Los Angeles Fire Department
Historical Archive

             ARE CHRONIC

Favors Penitentiary Punishment for

Offenders Who Are Giving

Department Unnecessary Runs.

Boys Usually Offend


    More false alarms have been turned into the fire department in the last two weeks than were responded to in the previous two months

    Owing, it is believed, to the easy way that offenders have been treated up to the present time, there seems to be no restraining force to keep the maliciously inclined form making the fire department do more work than necessary.

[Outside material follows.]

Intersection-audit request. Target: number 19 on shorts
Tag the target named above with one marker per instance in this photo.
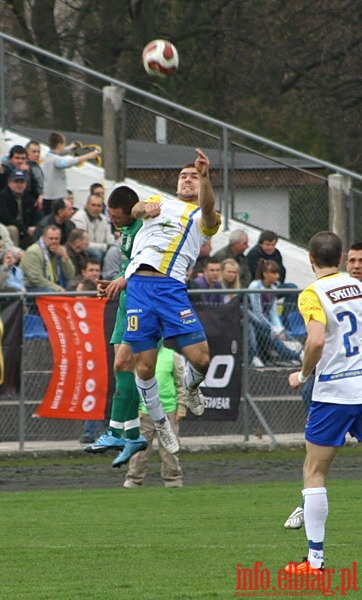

    Chief Lips said yesterday when asked about the unusual frequency of false alarms:
    "Whenever we have caught anyone who turned in a false alarm, it is either a boy about eight or ten years old or else a drunken man.
    "There is no way to locate an offender unless a police officer happens to see someone commit the offense.  Then when one of the miscreants is caught, he is usually lightly dealt with by the courts.  In many states it is a penitentiary offense to turn in a false alarm and it should be in California

Both From Hope Street

    "This afternoon there were two alarms turned in.  One at the corner of Eleventh and Hope and the other at the corner of Eight and Hope.  It is probable that both were tuned in by the same person.  All we can do in a case like that is to report the occurrence to the police and if they find the offender he is prosecuted.

    "In several sections of Los Angeles we cannot leave the keys in the boxes, for the number of false alarms that would come in from them is something scandalous.

    "The keys of the box at the corner of Buena Vista and Sunset boulevard cannot be kept there nor can the ones for the box at Main and Wilhardt and for box 236 in Boyle Heights.

    "When we used to leave the keys in the boxes at these places false alarms came in at the rate of three or four a week.

    "Some action should be taken that would deter maliciously inclined youngsters and others from turning in false alarms."

    The police discovered last night that a kodak fiend, anxious to take a snapshot of a fire department responding to a call, was responsible for an alarm turned in about 1 o'clock yesterday afternoon from the box at Eighth and Hope streets.

    Several small boys are authority for the statement that they saw a man equipped with a big camera run to the box, turn in the alarm and wait to see the engines arrive.  They said that he disappeared after taking a snap.